Natürlich braucht so ein radikaler Wandel jede Menge Unterstützer, Mitmacher, Umsetzer, das mahnt Maxton dringend an und beschreibt, was wer an welchen Stellschrauben bewirken könnte. Denn Einzelpersonen könnten nur dann echte Veränderungen bewirken, wenn sie gemeinschaftlich agierten.

Da ist sich Graeme Maxton ziemlich sicher: Egal welche, keine wie auch immer geartete Technologie kann uns die (sofort nötige) Kehrtwende ersparen. Auch kein Geoengineering, keine CO2-Abscheidung oder -Speicherung. Kein Schutzschild in der Atmosphäre.

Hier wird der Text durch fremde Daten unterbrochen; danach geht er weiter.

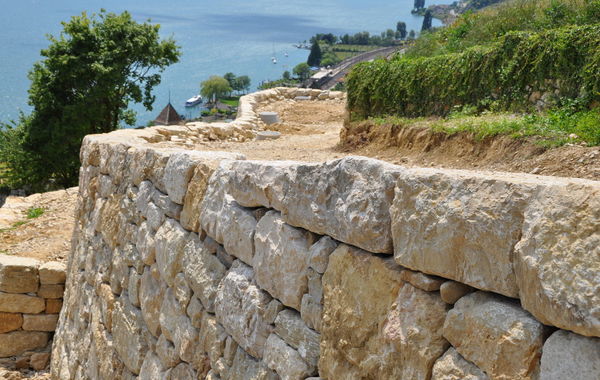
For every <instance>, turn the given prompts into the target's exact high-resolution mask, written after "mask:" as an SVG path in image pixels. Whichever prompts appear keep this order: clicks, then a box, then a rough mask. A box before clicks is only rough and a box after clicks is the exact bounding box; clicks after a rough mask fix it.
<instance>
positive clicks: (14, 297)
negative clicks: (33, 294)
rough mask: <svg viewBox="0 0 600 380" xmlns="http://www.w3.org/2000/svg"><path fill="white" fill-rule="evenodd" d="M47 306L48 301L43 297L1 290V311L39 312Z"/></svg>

Mein Fazit: Das Buch ist schrecklich. Es verfolgt mich bis in meine Träume. Aber es ist auch großartig in seiner Deutlichkeit, es rüttelt auf und irgendwie, fürchte ich, hat Maxton wahrscheinlich recht. Und das bedeutet, wir brauchen mehr Menschen wie Greta Thunberg, Maja Lunde (die "Bienen" und das "Wasser") und den Papst (Laudato sí) und natürlich Graeme Maxton und all die, die sich von ihnen inspirieren lassen, wenn wir wollen, dass unsere Kinder nicht in einer unbewohnbaren Welt verzweifeln.